How Will Machine Learning Impact Legal?aderantuser
In my last article I posited that the humanistic functions of a lawyer are not under any immediate threat from artificial intelligence, but that automation technology will play a steadily increasing role in how businesses are run and how software is designed.
That said, advances in artificial intelligence (AI) and data analysis still appear poised to dramatically affect your practice. The human method of legal reasoning is not that far removed from certain aspects of predictive analytics and holistic machine learning, but is limited by the time we have available. Many legal experts now believe that AI will play an increasingly important role in the legal industry both in legal practice and in practice management—and to some extent this is already happening.
Writing for Slate back in 2011, Farhad Manjoo noted that “The legal industry is one of the few remaining outposts of the corporate world whose operations are dictated mainly by human experience. Basic questions that anyone would want to know before committing to a million-dollar case – How likely is it that I’ll win? How good are my lawyers? Should I settle? – can’t be answered with certainty.”
The current reality of the legal industry is obviously still far removed from robotic lawyers. But big data and predictive analytics are nevertheless having a significant impact. In a recent post on ILTAnet.org, Deborah Dobson put forward several key areas where firms are already using big data, even around dynamically using social data to assist in jury selection.
So what is predictive analytics and machine learning? Predictive analytics has been around for a long time, simply being the analysis of complex historic data to forecast future trends; something most of us do through our BI products today. But with significantly more data available and a lot of it unstructured (such as images and documents), it is difficult to analyse and find the patterns that we need, especially as the questions themselves are not always clear.
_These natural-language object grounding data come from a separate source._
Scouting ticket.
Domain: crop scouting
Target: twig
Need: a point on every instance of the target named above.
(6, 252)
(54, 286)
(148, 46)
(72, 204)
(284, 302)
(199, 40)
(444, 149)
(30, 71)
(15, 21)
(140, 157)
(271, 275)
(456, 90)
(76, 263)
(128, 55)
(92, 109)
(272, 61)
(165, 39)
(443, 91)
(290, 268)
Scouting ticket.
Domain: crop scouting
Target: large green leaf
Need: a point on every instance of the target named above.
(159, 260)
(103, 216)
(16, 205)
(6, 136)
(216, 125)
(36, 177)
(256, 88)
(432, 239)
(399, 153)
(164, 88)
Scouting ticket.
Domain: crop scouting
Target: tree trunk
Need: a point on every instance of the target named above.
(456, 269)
This is where machine learning fits in. Using AI algorithms we are able to, in parallel, analyse immense quantities of both structured and unstructured data (so called “big data”) and use these algorithms to identify patterns that traditional data structures and queries would never expose.
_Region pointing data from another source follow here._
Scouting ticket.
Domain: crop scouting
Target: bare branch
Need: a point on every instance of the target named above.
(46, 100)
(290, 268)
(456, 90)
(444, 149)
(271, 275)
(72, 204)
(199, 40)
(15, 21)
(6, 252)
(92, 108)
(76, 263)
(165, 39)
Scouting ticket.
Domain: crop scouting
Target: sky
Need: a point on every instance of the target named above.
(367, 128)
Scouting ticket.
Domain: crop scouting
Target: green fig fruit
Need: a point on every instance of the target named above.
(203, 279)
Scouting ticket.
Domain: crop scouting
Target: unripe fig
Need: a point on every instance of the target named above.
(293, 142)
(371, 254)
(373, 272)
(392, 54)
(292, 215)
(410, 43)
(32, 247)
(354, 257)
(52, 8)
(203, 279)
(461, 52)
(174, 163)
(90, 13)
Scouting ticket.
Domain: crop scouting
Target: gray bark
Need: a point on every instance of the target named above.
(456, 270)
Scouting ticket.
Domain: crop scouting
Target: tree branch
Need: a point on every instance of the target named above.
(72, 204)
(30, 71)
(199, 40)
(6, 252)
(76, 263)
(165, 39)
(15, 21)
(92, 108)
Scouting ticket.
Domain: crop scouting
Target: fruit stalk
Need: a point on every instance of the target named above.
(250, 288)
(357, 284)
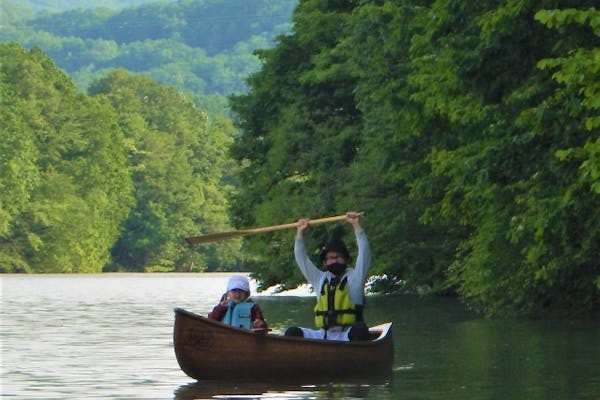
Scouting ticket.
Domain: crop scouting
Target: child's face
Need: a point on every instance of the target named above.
(237, 295)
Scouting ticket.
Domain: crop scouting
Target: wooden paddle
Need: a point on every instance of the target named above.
(215, 237)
This trend is already very evident in e-discovery, with vendors and firms heavily investing in more pattern-based analysis and filtering, creating a whole new genre of tools and approaches to case preparation and processing, in addition to requiring new skills in interpreting and driving this new approach. This isn’t without its challenges—a great blog post by Johanna Scholtes explores how hard it is to interpret unstructured text in e-discovery.
Studies have shown that humans are generally not very good at predicting the future, especially when the timeframe is extended to any significant length. Our various biases and motivations tend to cloud our ability to impartially interpret all the variables in such a task. Computers don’t have that problem although, as Hawking and Bostrom suppose, they are likely to outstrip us in intelligence within 100 years (or 15 years according to Google), we hope they don’t rush to having motivations to go with it.
Whatever the case, we should open our eyes to the possibilities inherent in this technology. As people, we look to the past to help us predict the future. But we also tend to focus on the obvious patterns rather than hidden ones. While there is a clear and steady growth in this area of law, have we analysed for themes in the most common questions being asked by our clients or our social contacts and looked for opportunities around these?
Big data and AI will almost certainly affect your practice in the coming years. You may not be hiring robot lawyers, but you will likely be looking for answers in that ocean, or competing with people who have gone diving for them.